The shrinking of the clouds that make up Great Red Spot on Jupiter has been well documented with photographic evidence from the last decade — but there’s no reason to believe it has drastically change its size or intensity, researchers say.
Jupiter’s famous Red Spot is one of the most noticeable features inside our solar system. It’s a high-pressure region within Jupiter’s atmosphere, essentially a massive hurricane swirling wildly over Jupiter’s skies for 150 years — and perhaps much longer than that.
However, in recent times, astronomers have been signalling a concerning trend — well, concerning for Red Spot fans at least: the Red Spot appears to be disappearing. A recent study even pointed out that it dissipate within 20 years.
However, the news of the storm’s demise have been greatly exaggerated, one researcher believes.
Philip Marcus, from the University of California, Berkeley, believes that photos of the Red Spot (the main evidence for the shrinking) are not telling the whole story. Both professionals and amateur images, while very useful, don’t really describe the situation accurately.
Many photos were showing large red “flakes” being ripped away from the storm, but according to Marcus, flaking is a natural phenomenon and not an indication of impending doom for a storm.
“I don’t think its fortunes were ever bad,” Marcus said. “It’s more like Mark Twain’s comment: The reports about its death have been greatly exaggerated.”
Marcus recently hosted a session called Shedding of Jupiter’s Red Flakes Does Not Mean It Is Dying at the American Physical Society’s Division of Fluid Dynamics 72nd Annual Meeting. He explained that smaller clouds sometimes bump into the Great Red Spot (GRS), creating stagnation points, where air movement suddenly stops, before restarting in different directions. These directions are consistent with the observed flakes.

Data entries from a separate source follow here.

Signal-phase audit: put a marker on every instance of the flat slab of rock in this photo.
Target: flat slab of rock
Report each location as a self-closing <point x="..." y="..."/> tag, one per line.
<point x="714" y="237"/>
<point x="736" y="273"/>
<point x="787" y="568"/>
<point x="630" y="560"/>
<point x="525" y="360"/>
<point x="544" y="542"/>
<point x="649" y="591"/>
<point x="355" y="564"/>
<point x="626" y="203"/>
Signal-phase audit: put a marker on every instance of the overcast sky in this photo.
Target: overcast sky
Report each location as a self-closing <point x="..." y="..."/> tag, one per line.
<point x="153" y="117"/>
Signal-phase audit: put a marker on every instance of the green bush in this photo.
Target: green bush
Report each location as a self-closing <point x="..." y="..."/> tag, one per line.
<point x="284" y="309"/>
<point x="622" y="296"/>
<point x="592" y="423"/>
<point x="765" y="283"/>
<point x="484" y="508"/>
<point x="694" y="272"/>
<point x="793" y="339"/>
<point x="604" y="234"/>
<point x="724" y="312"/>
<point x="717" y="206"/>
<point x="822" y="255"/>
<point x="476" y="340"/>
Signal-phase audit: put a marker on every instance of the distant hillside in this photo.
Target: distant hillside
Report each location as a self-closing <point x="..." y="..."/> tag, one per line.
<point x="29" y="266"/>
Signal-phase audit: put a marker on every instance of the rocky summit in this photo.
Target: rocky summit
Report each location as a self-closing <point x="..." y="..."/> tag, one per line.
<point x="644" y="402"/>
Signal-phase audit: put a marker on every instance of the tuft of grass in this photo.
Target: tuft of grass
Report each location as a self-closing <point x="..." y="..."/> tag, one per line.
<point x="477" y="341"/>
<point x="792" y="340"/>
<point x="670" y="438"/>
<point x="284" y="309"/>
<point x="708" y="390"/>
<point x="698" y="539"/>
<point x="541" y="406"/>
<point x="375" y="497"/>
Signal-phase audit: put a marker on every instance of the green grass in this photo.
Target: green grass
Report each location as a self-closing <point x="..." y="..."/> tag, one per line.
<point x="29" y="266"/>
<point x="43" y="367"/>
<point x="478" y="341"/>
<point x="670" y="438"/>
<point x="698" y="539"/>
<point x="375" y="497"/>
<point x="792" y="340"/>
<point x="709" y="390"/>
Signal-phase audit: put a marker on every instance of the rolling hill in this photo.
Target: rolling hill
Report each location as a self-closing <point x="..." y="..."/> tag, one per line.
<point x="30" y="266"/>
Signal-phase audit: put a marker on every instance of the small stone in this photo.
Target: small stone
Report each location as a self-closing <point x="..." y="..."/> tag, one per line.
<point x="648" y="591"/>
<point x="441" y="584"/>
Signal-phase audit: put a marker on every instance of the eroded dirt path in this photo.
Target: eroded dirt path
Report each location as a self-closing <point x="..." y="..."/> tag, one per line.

“The loss of undigested clouds from the GRS through encounters with stagnation points does not signify the demise of the GRS,” he said. “The proximity of the stagnation points to the GRS during May and June does not signify its demise. The creation of little vortices to the east, northeast of the GRS during the spring of 2019 and their subsequent merging with the GRS with some does not signify its demise.”
However, there is a separate air circulation, driven by the heating and cooling above and below the vortex. This air circulation feeds the Great Red spot, allowing it to exist over the centuries and compensating for the decay of its energy.